Brazil has some really high level militia groups. The largest ones are mainly active in Amazonas.
I think it boils down to their ability to make money as well as practice their craft. Militias in Brazil will be paid in secret by the government to fight drug traffickers and vice versa. They can be hired out by rival cartels fighting against each other too. They can have jobs to protect loggers from eco-terrorist or to protect swaths of forest from illegal logging.
There isn't much "work" for private militias in the US. Private security has demand but it's fairly small scale. Their isn't really the opportunity to field brigades with 1000s of well trained soldiers for regular off the books military action.
> There isn't much "work" for private militias in the US.
There's a great deal of work for private US militia's, China has a substantial contract with a subgroup spun off from the private contractor formerly known as Erik Prince's Blackwater.
TBH it's a full time investigative exercise keeping track of them all. The linked article gives a very partial overview of one arm of many and tails off after 2021.
Not sure I would classify PMC's as militias. They are operating internationally and it's more like a full time job or deployment.
There's not really much domestic demand for American PMC services. In Brazil the militias are locals that primarily have other income.
The US is paying a billion dollars to a PMC to secure the green zone in Iraq, but it's not like all those people will be militia in the US in a certain area.

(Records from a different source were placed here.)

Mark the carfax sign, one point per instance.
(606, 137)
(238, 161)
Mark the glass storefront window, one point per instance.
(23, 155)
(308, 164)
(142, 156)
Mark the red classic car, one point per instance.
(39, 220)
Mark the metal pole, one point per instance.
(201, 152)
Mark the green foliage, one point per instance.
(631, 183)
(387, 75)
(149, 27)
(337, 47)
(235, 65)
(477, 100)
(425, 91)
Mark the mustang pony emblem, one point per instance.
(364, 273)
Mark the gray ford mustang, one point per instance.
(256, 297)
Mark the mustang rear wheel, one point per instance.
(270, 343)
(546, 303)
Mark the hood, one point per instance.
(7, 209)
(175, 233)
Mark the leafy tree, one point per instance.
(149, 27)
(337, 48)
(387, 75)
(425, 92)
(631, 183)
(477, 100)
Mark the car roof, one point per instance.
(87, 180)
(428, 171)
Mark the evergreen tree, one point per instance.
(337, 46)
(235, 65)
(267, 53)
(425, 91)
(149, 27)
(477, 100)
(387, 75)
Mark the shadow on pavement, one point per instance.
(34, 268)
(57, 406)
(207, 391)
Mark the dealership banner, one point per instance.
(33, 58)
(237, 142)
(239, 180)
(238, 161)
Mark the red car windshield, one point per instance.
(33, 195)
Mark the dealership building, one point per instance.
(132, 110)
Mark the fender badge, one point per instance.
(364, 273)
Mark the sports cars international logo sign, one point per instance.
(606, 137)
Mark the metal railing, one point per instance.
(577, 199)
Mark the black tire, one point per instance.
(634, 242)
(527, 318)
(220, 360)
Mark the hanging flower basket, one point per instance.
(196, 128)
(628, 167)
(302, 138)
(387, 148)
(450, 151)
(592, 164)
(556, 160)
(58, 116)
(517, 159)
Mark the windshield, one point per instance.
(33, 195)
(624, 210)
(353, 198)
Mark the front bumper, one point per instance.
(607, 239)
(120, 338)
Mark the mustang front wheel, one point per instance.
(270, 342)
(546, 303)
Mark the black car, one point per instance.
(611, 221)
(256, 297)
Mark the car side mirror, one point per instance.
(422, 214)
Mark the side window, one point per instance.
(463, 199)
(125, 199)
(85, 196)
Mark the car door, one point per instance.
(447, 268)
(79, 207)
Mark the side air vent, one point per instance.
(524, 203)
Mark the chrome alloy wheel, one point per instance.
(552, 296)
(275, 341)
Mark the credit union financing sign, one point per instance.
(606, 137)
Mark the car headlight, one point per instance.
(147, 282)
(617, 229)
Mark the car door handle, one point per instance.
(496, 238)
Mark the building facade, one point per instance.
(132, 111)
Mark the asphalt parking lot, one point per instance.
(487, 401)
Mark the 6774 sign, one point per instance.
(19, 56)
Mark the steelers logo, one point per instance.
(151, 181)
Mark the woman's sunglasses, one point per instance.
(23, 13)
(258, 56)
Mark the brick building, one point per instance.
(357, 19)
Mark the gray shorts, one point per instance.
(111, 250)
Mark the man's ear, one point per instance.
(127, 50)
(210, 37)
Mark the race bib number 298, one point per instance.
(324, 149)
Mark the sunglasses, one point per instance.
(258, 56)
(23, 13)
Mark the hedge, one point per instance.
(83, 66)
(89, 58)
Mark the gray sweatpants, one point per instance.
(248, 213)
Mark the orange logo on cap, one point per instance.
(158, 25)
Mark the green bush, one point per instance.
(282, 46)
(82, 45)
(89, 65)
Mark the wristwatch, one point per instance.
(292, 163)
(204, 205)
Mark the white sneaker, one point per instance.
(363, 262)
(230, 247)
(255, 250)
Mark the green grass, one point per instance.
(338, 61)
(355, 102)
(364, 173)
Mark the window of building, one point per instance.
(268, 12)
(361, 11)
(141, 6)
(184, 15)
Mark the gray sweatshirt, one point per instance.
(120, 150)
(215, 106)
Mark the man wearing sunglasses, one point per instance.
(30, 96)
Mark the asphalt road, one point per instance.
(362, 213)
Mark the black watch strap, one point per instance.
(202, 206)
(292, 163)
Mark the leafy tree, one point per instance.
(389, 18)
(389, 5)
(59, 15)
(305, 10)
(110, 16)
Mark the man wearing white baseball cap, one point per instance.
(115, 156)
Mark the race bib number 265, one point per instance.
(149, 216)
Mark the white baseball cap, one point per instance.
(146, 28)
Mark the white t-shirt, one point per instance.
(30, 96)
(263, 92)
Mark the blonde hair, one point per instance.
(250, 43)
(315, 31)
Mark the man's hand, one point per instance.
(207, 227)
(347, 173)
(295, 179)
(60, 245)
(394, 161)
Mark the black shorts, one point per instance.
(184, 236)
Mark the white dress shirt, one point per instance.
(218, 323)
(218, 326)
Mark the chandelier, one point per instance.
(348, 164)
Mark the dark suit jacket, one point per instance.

However US PMC's are labelled, they are private groups, not national armies, they are as well resourced if not better than a number of national military regiments of comparable size, and the fact that they operate internationally and often for other non US nations and various transnational companies makes them of greater concern than cosplaying LARP'rs.
FWiW one general definition of militia is:
A militia is a military or paramilitary force that comprises civilian members, as opposed to a professional standing army of regular, full-time military.
and PMC operate within and without that grey zone; a siginificant number of members are "civilians" that take on contract gigs for a period of time, then tap out to do other things.
To me the distinction is that PMC soldiers are full time. They aren't spending their days farming or being cops and lawyers or whatever. And for the most part they are officially government funded.
The militias on the other hand are more so made up of normal people moonlighting as soldiers.
> Militias in Brazil will be paid in secret by the government to fight drug traffickers and vice versa.
these "militias" in Brazil are not militias by your criteria.
From my PoV the described activities carried out by paramilitary groups in Brazil are similar to the activities carried out by US PMC's, and there's as much of that kind of work available to US contractors as there is for Brazilian operatives.
I think it boils down to their ability to make money as well as practice their craft. Militias in Brazil will be paid in secret by the government to fight drug traffickers and vice versa. They can be hired out by rival cartels fighting against each other too. They can have jobs to protect loggers from eco-terrorist or to protect swaths of forest from illegal logging.
There isn't much "work" for private militias in the US. Private security has demand but it's fairly small scale. Their isn't really the opportunity to field brigades with 1000s of well trained soldiers for regular off the books military action.